De là la troisième remarque que je voulais faire : l'initiative politique
appropriée découle de là, permettant de surmonter les contradictions d'un
capitalisme parvenu à un certain degré d'épanouissement, et de réaliser la
révolution socialiste en créant les superstructures politiques correspondant à
l'état actuel des forces productives et des rapports sociaux. Les trois
conditions sont :
1 - une analyse scientifique (qui n'est pas encore faite) du bloc historique
nouveau et du mot d'ordre qui pourrait exprimer cette prise de
conscience. L'union des forces du travail et de la culture pourrait être un de
ces mots d'ordre ;
2 - de cette analyse découle la stratégie du bloc historique et là encore,
je crois que c'est une idée importante, avancée par les camarades espagnols,
que cette idée de grève générale capable à la fois de paralyser le système
actuel et de faire la preuve que l'économie entière peut fonctionner au service
des besoins collectifs et non au profit de quelques-uns, après l'abolition du
pouvoir économique et politique de ces privilèges parasitaires ;
3 - une révolution ainsi accomplie avec l'immense majorité d'un peuple
peut déboucher sur un modèle nouveau de socialisme, un modèle fondé sur
l'autogestion démocratique de l'économie et de tous les organismes politiques
et sociaux. Il me semble que c'est là le tryptique de base qui peut découler
de la notion de bloc historique dans la lutte pour le socialisme dans notre
pays, c'est-à-dire son fondement objectif : le bloc historique nouveau, sa voie
de passage orientée vers l'idée de la grève nationale et son modèle nouveau
d'autogestion démocratique.

Pour terminer, trois remarques sur ces trois aspects.

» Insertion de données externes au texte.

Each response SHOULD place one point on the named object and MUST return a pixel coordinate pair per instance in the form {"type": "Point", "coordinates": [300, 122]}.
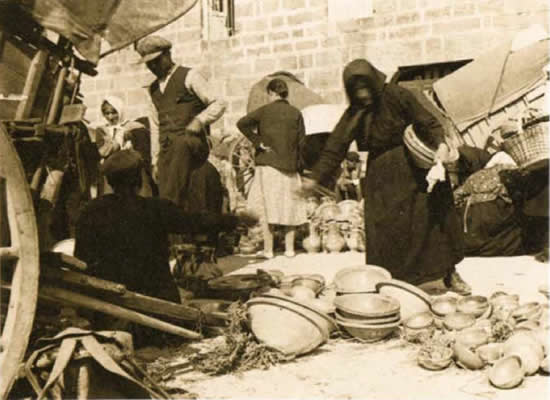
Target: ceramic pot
{"type": "Point", "coordinates": [312, 243]}
{"type": "Point", "coordinates": [334, 242]}
{"type": "Point", "coordinates": [354, 239]}
{"type": "Point", "coordinates": [311, 205]}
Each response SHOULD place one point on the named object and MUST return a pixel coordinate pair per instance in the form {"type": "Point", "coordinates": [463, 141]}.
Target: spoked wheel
{"type": "Point", "coordinates": [242, 161]}
{"type": "Point", "coordinates": [19, 263]}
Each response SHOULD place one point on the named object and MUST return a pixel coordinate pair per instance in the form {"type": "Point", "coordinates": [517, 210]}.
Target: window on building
{"type": "Point", "coordinates": [339, 10]}
{"type": "Point", "coordinates": [218, 19]}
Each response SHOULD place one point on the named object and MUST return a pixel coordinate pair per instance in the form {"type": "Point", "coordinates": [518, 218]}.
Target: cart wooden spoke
{"type": "Point", "coordinates": [19, 262]}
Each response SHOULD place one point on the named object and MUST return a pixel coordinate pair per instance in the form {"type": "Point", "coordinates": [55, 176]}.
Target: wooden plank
{"type": "Point", "coordinates": [118, 294]}
{"type": "Point", "coordinates": [34, 76]}
{"type": "Point", "coordinates": [62, 260]}
{"type": "Point", "coordinates": [81, 280]}
{"type": "Point", "coordinates": [75, 299]}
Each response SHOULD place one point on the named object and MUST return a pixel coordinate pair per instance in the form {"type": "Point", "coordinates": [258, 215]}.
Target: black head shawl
{"type": "Point", "coordinates": [358, 73]}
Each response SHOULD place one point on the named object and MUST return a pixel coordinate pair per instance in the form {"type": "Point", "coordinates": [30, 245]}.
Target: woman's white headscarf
{"type": "Point", "coordinates": [116, 132]}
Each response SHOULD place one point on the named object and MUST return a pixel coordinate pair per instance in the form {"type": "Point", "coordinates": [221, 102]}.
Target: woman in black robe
{"type": "Point", "coordinates": [412, 233]}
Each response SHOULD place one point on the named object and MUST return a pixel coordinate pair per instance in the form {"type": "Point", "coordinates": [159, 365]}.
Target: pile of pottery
{"type": "Point", "coordinates": [369, 317]}
{"type": "Point", "coordinates": [509, 338]}
{"type": "Point", "coordinates": [291, 318]}
{"type": "Point", "coordinates": [334, 227]}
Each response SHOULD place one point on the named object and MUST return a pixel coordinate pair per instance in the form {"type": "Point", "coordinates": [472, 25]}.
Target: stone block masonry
{"type": "Point", "coordinates": [298, 36]}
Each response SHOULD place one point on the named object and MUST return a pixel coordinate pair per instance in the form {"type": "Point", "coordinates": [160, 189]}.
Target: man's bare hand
{"type": "Point", "coordinates": [247, 218]}
{"type": "Point", "coordinates": [194, 126]}
{"type": "Point", "coordinates": [308, 188]}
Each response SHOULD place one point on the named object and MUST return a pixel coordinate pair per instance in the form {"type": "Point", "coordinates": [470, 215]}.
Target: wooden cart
{"type": "Point", "coordinates": [41, 112]}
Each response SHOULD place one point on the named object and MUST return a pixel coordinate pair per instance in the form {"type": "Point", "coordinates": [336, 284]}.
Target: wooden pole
{"type": "Point", "coordinates": [79, 300]}
{"type": "Point", "coordinates": [119, 295]}
{"type": "Point", "coordinates": [32, 83]}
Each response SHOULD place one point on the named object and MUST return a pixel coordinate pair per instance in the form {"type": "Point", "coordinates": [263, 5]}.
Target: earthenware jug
{"type": "Point", "coordinates": [354, 239]}
{"type": "Point", "coordinates": [334, 242]}
{"type": "Point", "coordinates": [312, 203]}
{"type": "Point", "coordinates": [312, 243]}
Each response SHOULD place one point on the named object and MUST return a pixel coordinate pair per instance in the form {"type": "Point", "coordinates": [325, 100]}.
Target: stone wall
{"type": "Point", "coordinates": [296, 35]}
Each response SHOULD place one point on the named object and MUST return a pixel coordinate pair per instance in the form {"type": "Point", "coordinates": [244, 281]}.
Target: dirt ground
{"type": "Point", "coordinates": [344, 369]}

D'abord que cette notion de bloc historique n'exclut pas une alliance
antimonopoliste avec les classes moyennes des villes ou la paysannerie, mais
qu'il peut seul ouvrir à tous ceux qui vivent de leur travail une véritable
perspective d'avenir, celle d'un socialisme d'autogestion.

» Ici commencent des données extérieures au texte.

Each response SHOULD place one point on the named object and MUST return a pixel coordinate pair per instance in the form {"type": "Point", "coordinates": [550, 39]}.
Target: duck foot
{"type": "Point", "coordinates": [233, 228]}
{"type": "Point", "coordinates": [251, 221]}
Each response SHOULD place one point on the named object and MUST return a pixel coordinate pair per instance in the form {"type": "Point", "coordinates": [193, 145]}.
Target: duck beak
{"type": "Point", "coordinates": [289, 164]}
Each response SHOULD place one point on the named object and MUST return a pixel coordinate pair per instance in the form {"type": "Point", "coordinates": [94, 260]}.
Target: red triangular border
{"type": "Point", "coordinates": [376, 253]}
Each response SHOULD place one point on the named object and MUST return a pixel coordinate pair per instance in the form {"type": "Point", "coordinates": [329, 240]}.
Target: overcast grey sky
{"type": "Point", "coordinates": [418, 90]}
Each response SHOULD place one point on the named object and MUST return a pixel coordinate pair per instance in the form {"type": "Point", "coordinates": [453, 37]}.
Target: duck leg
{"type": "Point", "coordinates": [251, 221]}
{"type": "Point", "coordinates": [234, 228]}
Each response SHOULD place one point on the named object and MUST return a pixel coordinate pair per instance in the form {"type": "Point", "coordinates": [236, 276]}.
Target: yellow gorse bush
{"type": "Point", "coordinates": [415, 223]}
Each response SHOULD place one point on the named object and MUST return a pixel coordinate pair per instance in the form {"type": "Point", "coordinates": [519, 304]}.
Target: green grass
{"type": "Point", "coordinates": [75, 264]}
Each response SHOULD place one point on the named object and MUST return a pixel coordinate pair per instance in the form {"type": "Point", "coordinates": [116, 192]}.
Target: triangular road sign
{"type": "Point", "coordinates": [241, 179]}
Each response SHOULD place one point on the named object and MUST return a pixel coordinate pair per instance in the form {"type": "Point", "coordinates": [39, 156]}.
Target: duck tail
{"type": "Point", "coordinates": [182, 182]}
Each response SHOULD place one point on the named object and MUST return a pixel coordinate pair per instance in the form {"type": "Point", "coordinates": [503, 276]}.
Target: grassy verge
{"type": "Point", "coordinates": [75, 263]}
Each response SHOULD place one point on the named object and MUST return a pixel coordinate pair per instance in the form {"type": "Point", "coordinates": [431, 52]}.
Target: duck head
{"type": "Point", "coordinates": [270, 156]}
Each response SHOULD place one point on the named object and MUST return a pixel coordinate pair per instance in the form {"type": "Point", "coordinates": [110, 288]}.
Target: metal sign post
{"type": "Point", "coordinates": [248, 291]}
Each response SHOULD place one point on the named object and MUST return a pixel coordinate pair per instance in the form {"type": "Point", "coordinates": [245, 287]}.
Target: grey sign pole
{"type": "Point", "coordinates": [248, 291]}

Ensuite que la grève nationale dont on a ébauché la définition, avec
l'idée de nos amis Espagnols, mais surtout à partir de l'expérience de mai
1968 qui me paraît assez importante pour qu'on en tire toutes les conséquences
: il me semble que si l'on estompe la réalité du bloc — et ce qui a
peut-être tant cabré la direction du P.C.F. contre cette notion — c'est qu'en
repoussant le bloc historique, on voulait s'en tenir au seul mot d'ordre
d'alliance des forces antimonopolistes. Mais si l'on s'en tient à ce mot d'ordre
qui ne voit au-delà de la classe ouvrière qu'un magma de classes moyennes, la
tactique qui découle d'une telle analyse, à mon avis totalement périmée, [...],
ne peut déboucher que sur la thèse d'une coalition électorale et
parlementaire, c'est-à-dire finalement qu'elle n'ouvre pas d'autre perspective
que celle d'une social-démocratie traditionnelle dont les échecs historiques
ont révélé l'impuissance [...]
Je le répète une fois de plus : il ne s'agit nullement de renoncer à ces
alliances antimonopolistes, pas plus d'ailleurs qu'au travail électoral et
parlementaire, mais de les situer à leur rang qui est loin d'être le premier,
comme un moment subalterne mais utile de la mobilisation des masses, le coup
principal et décisif devant être porté au système là où se trouvent ses centres
vitaux, et ils ne se trouvent manifestement ni dans des Partis ni au Parlement,
mais au niveau de l'économie et de l'organisation technique et monopoliste
de cette économie.
Et enfin l'autogestion démocratique qui est le but de cette lutte pour le
socialisme doit être à mon avis étudiée, élaborée dans les conditions propres
à notre pays, pour atteindre le but final. [...] Il faudrait qu'il soit clair que ce
modèle de socialisme est radicalement différent, non pas dans ses fins proclamées,
mais dans ses méthodes effectives de réalisation, des modèles centralisés,
bureaucratiques et despotiques qui ont perverti la conception même du socialisme
et de son but final, qui en ont défiguré l'image dans les pays où le stalinisme est
né ou dans les pays auxquels il a été imposé de l'extérieur. Le modèle de socialisme
correspondant aux exigences d'un pays développé, ayant connu une révolution
démocratique bourgeoise, dont le niveau de conscience et de culture est
relativement élevé, est, il faut le dire clairement, encore à inventer.